In this paper, we proposed ReSVM, a residual neural network with an SVM classifier, for detecting various types of drivers’ distractions, including texting, operating the radio, drinking, talking on the phone, combing, and applying makeup.
We compared ReSVM with seven state-of-the-art approaches using four publicly available datasets. The results showed that ReSVM outperformed the other approaches and achieved a classification accuracy as high as 95.5%. ReSVM, obtained by replacing the ResNet-50 classifier with an SVM, showed a percentage improvement of {7.3, 3.31, 5.83, and 14.54} on SFDDD, DrivFace, BU, and FT-UMT, respectively, as compared to ResNet-50. This significant percentage increase in the BU dataset is due to that fact that SVM performs well on missing values and dim light datasets.
In future, we plan to explore additional features that can be useful for detecting distraction. Car motion can be an important indicator. For instance, a car swerving between lanes could imply distraction or driving under the influence of alcohol. Driver emotions, such as extreme anger, which have the potential to adversely affect the driver’s ability to drive safely, could be another strong indicator for distraction.
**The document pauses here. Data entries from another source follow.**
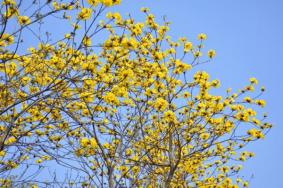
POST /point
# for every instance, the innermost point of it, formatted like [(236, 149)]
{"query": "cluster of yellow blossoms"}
[(125, 107)]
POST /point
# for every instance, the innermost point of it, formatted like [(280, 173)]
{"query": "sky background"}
[(248, 38)]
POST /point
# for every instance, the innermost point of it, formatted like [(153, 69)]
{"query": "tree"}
[(115, 102)]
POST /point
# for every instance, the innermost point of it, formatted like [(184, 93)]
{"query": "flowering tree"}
[(115, 102)]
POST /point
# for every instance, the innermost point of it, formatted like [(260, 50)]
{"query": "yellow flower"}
[(188, 46), (260, 102), (85, 14), (204, 136), (211, 53), (253, 81), (169, 116), (110, 98), (93, 2), (107, 2), (84, 142), (11, 140), (93, 143), (160, 104), (201, 36), (87, 41), (23, 20)]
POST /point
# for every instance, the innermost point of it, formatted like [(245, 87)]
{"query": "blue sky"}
[(248, 38)]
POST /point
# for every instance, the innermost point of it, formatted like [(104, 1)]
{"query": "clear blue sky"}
[(248, 38)]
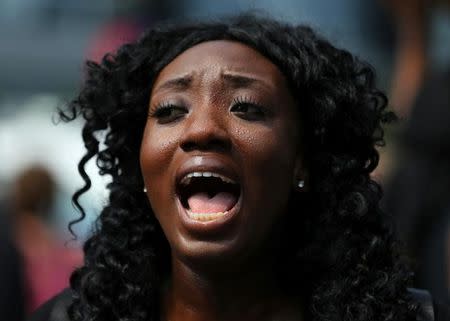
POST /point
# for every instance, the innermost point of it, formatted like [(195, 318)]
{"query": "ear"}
[(300, 174)]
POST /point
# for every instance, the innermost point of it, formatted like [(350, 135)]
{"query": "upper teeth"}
[(187, 179)]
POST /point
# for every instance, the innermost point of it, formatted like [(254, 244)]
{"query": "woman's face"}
[(220, 151)]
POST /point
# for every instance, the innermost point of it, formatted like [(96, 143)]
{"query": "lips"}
[(208, 191)]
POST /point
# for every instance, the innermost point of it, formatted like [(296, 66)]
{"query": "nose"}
[(205, 131)]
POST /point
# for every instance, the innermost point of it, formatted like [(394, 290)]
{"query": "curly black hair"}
[(349, 270)]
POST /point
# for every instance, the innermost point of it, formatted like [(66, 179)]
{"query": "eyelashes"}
[(243, 107), (167, 112)]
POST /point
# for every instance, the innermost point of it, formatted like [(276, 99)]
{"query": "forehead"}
[(214, 58)]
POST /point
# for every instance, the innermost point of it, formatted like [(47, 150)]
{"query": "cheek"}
[(268, 148), (269, 156), (156, 152)]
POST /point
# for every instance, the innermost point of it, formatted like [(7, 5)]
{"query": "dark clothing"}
[(12, 296), (55, 310)]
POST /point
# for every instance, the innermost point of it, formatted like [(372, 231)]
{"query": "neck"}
[(249, 292)]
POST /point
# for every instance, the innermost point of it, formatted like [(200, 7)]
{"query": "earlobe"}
[(300, 175)]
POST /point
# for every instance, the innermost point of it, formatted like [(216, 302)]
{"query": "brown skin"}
[(226, 272)]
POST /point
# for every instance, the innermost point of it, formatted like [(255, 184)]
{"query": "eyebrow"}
[(243, 81), (235, 80), (179, 83)]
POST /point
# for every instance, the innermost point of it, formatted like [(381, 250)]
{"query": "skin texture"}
[(214, 117)]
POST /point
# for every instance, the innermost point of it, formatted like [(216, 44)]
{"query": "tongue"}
[(202, 203)]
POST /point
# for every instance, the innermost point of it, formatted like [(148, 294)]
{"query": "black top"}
[(55, 309)]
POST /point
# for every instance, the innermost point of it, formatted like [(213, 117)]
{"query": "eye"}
[(167, 113), (248, 109)]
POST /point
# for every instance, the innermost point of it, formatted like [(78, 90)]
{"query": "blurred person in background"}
[(418, 189), (47, 262), (411, 19), (418, 194)]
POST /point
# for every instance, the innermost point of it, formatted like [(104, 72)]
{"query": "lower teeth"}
[(205, 216)]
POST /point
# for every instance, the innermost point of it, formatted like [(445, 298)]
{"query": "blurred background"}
[(43, 44)]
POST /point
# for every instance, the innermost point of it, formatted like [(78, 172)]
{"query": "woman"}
[(240, 154)]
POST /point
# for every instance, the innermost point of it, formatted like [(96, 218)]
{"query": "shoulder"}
[(54, 309), (429, 309), (441, 311)]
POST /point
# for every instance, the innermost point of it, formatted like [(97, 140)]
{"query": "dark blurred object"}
[(12, 296), (410, 19), (418, 195), (47, 262)]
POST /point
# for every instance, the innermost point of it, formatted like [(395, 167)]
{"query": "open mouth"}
[(207, 196)]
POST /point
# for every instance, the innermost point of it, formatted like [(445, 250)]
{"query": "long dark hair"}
[(347, 269)]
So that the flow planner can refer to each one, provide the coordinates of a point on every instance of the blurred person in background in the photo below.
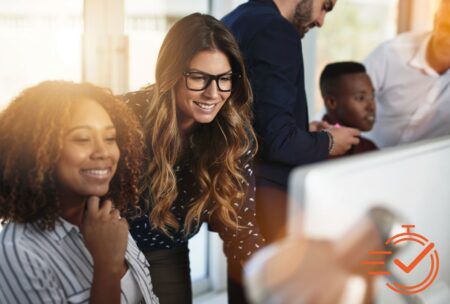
(411, 77)
(269, 33)
(349, 100)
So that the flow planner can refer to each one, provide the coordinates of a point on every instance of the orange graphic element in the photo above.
(428, 250)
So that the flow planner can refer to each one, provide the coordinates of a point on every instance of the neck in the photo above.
(439, 61)
(286, 8)
(72, 209)
(331, 118)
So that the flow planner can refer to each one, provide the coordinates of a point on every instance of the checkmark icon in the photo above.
(410, 267)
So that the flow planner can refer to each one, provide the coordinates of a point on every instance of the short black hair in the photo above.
(333, 71)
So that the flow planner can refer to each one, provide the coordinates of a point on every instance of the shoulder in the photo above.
(404, 45)
(260, 20)
(16, 254)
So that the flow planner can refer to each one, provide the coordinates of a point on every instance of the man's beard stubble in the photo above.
(302, 17)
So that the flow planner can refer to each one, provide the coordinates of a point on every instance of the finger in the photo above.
(355, 140)
(355, 132)
(106, 207)
(92, 204)
(325, 125)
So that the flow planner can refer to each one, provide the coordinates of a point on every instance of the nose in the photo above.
(100, 149)
(321, 19)
(212, 91)
(371, 104)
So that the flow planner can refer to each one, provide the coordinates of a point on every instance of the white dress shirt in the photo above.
(413, 100)
(55, 266)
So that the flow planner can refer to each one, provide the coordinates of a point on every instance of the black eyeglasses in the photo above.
(199, 81)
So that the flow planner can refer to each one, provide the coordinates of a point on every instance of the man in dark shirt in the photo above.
(348, 95)
(269, 34)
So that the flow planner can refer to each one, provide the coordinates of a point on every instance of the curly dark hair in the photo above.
(31, 138)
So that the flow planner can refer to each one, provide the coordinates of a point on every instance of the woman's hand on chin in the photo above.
(105, 236)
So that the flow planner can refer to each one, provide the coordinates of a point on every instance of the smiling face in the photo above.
(89, 156)
(311, 13)
(353, 103)
(202, 106)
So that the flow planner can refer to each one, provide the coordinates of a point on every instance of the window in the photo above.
(107, 42)
(146, 25)
(38, 42)
(351, 31)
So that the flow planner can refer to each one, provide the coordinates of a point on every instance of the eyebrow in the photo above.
(329, 5)
(87, 127)
(202, 72)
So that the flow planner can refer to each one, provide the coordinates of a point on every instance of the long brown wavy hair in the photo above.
(218, 147)
(31, 139)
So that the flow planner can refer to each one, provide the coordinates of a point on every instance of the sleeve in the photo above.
(376, 66)
(241, 243)
(27, 278)
(276, 73)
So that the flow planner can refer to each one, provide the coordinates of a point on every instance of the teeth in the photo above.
(205, 105)
(98, 172)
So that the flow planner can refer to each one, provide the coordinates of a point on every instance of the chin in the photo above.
(96, 191)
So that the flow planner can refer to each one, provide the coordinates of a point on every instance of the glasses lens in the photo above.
(196, 81)
(225, 82)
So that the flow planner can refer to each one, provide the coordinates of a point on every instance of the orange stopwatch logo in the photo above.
(427, 252)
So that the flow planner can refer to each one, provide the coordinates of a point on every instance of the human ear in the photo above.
(330, 103)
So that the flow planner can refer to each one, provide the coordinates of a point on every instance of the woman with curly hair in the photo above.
(67, 151)
(200, 145)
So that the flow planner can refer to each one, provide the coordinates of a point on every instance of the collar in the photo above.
(268, 2)
(419, 60)
(329, 120)
(62, 229)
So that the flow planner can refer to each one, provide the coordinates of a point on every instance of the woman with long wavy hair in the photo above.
(67, 153)
(200, 145)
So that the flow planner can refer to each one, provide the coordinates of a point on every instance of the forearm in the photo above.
(105, 285)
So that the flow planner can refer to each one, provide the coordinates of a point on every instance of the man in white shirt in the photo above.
(411, 77)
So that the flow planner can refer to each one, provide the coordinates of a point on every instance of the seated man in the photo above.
(348, 95)
(411, 77)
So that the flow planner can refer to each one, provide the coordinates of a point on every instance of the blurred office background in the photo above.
(114, 43)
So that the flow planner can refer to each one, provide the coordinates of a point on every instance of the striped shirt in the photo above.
(39, 266)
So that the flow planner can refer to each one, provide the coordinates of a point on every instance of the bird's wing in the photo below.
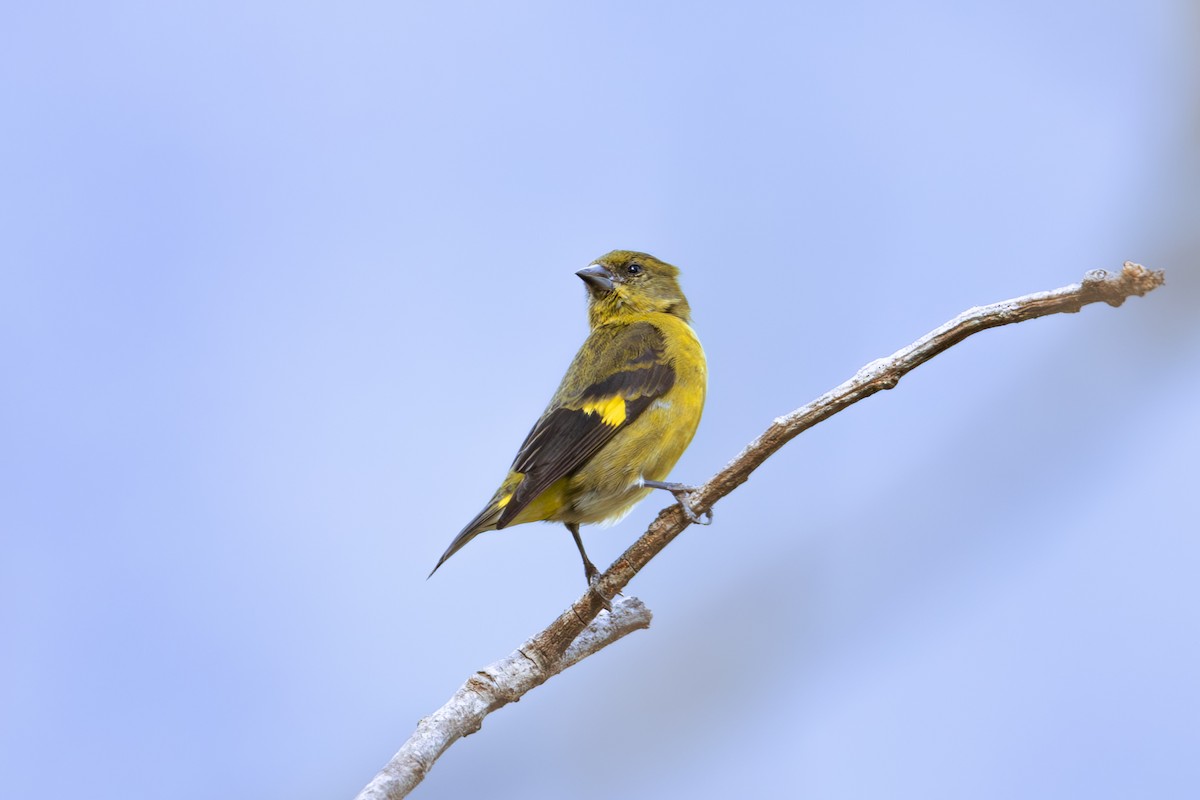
(615, 377)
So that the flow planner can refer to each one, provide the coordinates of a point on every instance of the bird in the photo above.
(625, 410)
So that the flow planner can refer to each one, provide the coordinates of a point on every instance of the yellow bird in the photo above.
(624, 413)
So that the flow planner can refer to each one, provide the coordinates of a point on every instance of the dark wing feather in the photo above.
(634, 364)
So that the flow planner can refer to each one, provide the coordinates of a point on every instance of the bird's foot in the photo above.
(681, 492)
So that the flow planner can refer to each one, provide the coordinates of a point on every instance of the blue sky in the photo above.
(285, 286)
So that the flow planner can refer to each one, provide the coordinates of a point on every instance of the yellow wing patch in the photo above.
(611, 410)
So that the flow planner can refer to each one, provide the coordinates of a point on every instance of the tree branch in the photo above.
(580, 631)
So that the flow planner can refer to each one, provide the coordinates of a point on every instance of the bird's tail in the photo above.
(484, 521)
Jittery limbs and other tics could also be useful for our purpose as they could imply tiredness or health issues.
In this paper, we performed the classification based only on the spatial features, i.e., on images. It is important to note that very short duration events, e.g., glancing down for a fraction of a second, might not be problematic, and hence should not be classified as distraction. These temporal aspects of distraction will be explored in our future work.
We also plan to develop approaches for monitoring unsafe driving behavior which may help prevent accidents, as well as assist law enforcement agencies. Among other things, this could include traffic signal and rule violations, speeding, tailgating, and sudden acceleration/deceleration for no apparent reason. Eventually, we also plan to go live and develop a distraction detection and alerting system in cars and evaluate its actual performance on roads. The addition of large data repositories for deep architectures will also be our future goal.

Author Contributions

Conceptualization, S.F.A., O.T. and A.M.; Methodology, S.F.A., O.T. and A.Z.K.; Software, T.A. and S.F.A.; Validation, T.A., S.F.A. and A.Z.K.; Formal Analysis, T.A. and O.T.; Investigation, S.F.A.; Resources, T.A., M.A.M. and S.F.A.; Data Curation, S.F.A., M.A.M. and A.M.; Writing—Original Draft Preparation, S.F.A. and O.T.; Writing—Review and Editing, A.Z.K. and O.T.; Visualization, S.F.A. and O.T.; Supervision, A.Z.K. and A.M.; Project Administration, S.F.A., M.A.M. and M.J.A.; Funding Acquisition, M.J.A. and M.A.M. All authors have read and agreed to the published version of the manuscript.

Funding

This research received no external funding.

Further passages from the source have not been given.